Merriam-Webster's Word of the Day for March 27, 2025 is:
archetype • \AHR-kih-type\ • noun
Archetype refers to someone or something that is seen to be a perfect example. It is also a word for the original pattern or model of which all things of the same type are representations or copies.
// The college’s most popular philosophy professor is the archetype of the preoccupied academic, complete with the messy desk, disheveled hair, and brilliant theories.
// The film is considered a sci-fi archetype for its pioneering use of special effects and prosthetics to depict an alien world.
Examples:
“One of the most notable features of folktales, fairy tales, myths, and legends are their simplicity.
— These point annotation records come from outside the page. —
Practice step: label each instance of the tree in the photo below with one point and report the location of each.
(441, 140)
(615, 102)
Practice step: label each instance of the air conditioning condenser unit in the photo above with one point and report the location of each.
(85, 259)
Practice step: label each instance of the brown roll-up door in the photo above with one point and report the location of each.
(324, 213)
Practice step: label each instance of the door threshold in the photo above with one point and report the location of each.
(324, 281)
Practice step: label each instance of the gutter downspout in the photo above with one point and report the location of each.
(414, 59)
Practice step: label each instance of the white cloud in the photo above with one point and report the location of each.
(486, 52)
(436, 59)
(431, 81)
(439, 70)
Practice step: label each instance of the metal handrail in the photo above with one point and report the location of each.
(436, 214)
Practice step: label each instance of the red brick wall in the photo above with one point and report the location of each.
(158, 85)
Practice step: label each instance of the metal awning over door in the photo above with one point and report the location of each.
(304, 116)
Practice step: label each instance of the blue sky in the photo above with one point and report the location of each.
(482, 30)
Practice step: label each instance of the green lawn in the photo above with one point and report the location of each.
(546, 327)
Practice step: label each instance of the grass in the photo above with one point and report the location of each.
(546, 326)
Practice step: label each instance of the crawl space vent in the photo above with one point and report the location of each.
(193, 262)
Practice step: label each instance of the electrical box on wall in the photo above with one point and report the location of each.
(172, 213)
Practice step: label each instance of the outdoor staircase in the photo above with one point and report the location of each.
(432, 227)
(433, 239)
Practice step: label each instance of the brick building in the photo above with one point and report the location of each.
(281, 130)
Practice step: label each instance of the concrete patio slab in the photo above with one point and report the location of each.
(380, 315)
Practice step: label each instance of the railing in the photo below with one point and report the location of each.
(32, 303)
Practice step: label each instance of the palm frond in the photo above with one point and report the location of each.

These stories, many of them passed down to us across generations, are compelling because of the recognizable archetypes they incorporate (the evil stepmother, the dutiful daughter, the greedy king, etc.), their straightforward moral arcs, and their use of magic and transformation as catalysts for the plot.” — Gina Chung, LitHub.com, 13 Mar. 2024
Did you know?
In her 2024 book Doppelganger: A Trip into the Mirror World, author Naomi Klein writes that “the doppelganger archetype has appeared across time to explore issues of life and death, the body versus the soul, the ego versus the id …” Klein doesn’t mean that the same double, evil twin, or changeling keeps popping up throughout history, of course, but that the original concept of a doppelganger has served as a pattern, model, or template for writers to use in different ways, each supplying it with their own imagined details. Archetype’s origins are in two Greek words: the verb archein, meaning “to begin,” and the noun typos, meaning “type.” Since its debut in English in the mid-1500s, archetype has taken on uses specific to the ideas of Plato, John Locke, and Carl Jung, but in everyday prose, archetype is most commonly used to mean “a perfect example,” as in “Robert Louis Stevenson’s The Strange Case of Dr. Jekyll and Mr. Hyde is considered an archetype of doppelganger fiction.”